Sunday, 16 September 2007

Forecasting the housing crash

Fionnuala Earley, Nationwide's group economist, said this weekend she expected house price inflation to slow to around 3 per cent next year. The forecast represents a major downward revision for Earley, who has a long and dubious history of talking the housing market up.

Nevertheless, one could be forgiven for thinking that this even this forecast of modest real growth seems somewhat disconnected from this summer's events. Last Friday, we witnessed the first run on a major high street bank in living memory. Over the last year, interest rates have risen sharply. Throughout the global banking system, there are billions of dollars of worthless US sub-prime mortgages. No one knows where this rubbish is lurking. However, everyone knows that it is out there, threatening the financial viability of any institution that has it on their balance sheets.

As a consequence, the interbank market has ground to a halt; fear is the order of the day. Moreover, every conceivable housing market indicator, from house price to income ratios down to rental yields are screaming one message - the UK housing market is at the tail end of an historically unprecedented bubble.

Yet, despite all this, the Nationwide still thinks that house prices will still keep on growing. Such forecasts from the mortgage industry need to be first decoded and then re calibrated. Lets start by decoding the 3 percent forecast.

Earley and others like her in the mortgage industry now work in a deeply conflicted environment. The needs of her employer struggle desperately with the reality of a collapsing bubble. The Nationwide need house prices to keep on rising. It is a frantic need, for if prices stall or start to fall, the Nationwide and institutions like it, will be faced with a avalanche of repossessions. Far too may home buyers have gambled their financial futures on ever appreciating housing values; buy-to-let idiots, second-homers, and housing-as-a-pension speculators. If these gamblers lose faith in housing,at a minimum, profits will collapse and if repossessions really take hold, the very existence of Nationwide is called into question.

The fate of the Nationwide is now trapped in the circular reasoning that sustains the housing market. Prices keep on rising, because people believe they keep on rising. People believe they keep on rising, because they keep on rising. Once this circle of lunacy is broken, housing market fundamentals re-assert themselves. Ratios return to long run equilibria, and this all points in one direction - downward.

Earley's role here is clear - her forecasts must keep the circle of speculative reasoning intact. So her forecast must always show positive growth. However, any attempt at inflating the growth rate threatens the credibility of the message. It would be counterproductive, for example, if the Nationwide were to suggest 10 percent growth. People are beginning to sense that something is going seriously wrong with the housing market, and these cracks can not be pasted over with a rosy press release announcing 10 percent housing inflation next year.

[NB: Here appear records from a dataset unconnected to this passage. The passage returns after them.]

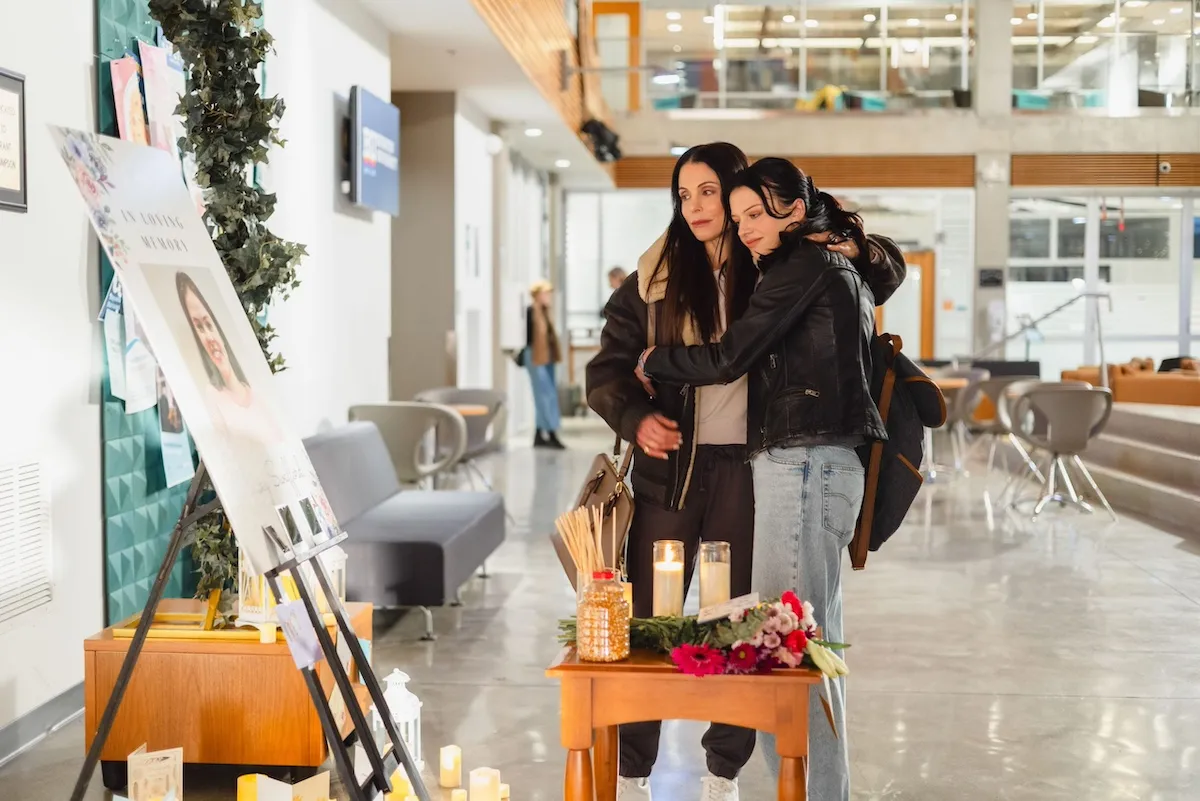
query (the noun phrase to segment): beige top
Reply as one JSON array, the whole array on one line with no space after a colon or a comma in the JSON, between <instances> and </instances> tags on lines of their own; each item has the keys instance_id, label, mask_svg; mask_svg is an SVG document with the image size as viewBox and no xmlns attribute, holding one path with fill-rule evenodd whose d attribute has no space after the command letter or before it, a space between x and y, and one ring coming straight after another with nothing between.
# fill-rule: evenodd
<instances>
[{"instance_id":1,"label":"beige top","mask_svg":"<svg viewBox=\"0 0 1200 801\"><path fill-rule=\"evenodd\" d=\"M725 315L725 273L714 271L721 306L721 327L717 339L725 333L728 320ZM714 384L700 387L697 394L700 420L696 428L696 442L700 445L745 445L746 444L746 376L732 384Z\"/></svg>"}]
</instances>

The three percent number wasn't plucked out of nowhere. It is, in fact, one percent above anticipated CPI inflation. In other words, it is the absolute minimum figure that Earley could present that would be acceptable to her employers while retaining a semblance of credibility. The public message is "don't worry, folks, prices are still going to rise". Nevertheless, the decoded message is stark; in reality housing prices will first decelerate rapidly, and then begin to fall.

So what about re-calibrating this 3 percent forecast; can we infer anything about what Earley and her ilk really think about house prices next year? Privately, Earley would probably admit that a crash is immanent, and the Nationwide should begin to prepare for some stormy and difficult market conditions. In other words, this 3 percent forecast should be re-calibrated into a significantly negative number.

Economic forecasting is a dubious business, where self interest and feigned optimism often plays a crucial role. Nevertheless, the message from Earley isn't hard to read; prepare for the worst. This week's disintegration of Northern Rock is but a prologue for an all-encompassing and comprehensive housing market crash. Any home owners ignoring Earley's message, do so at their own peril.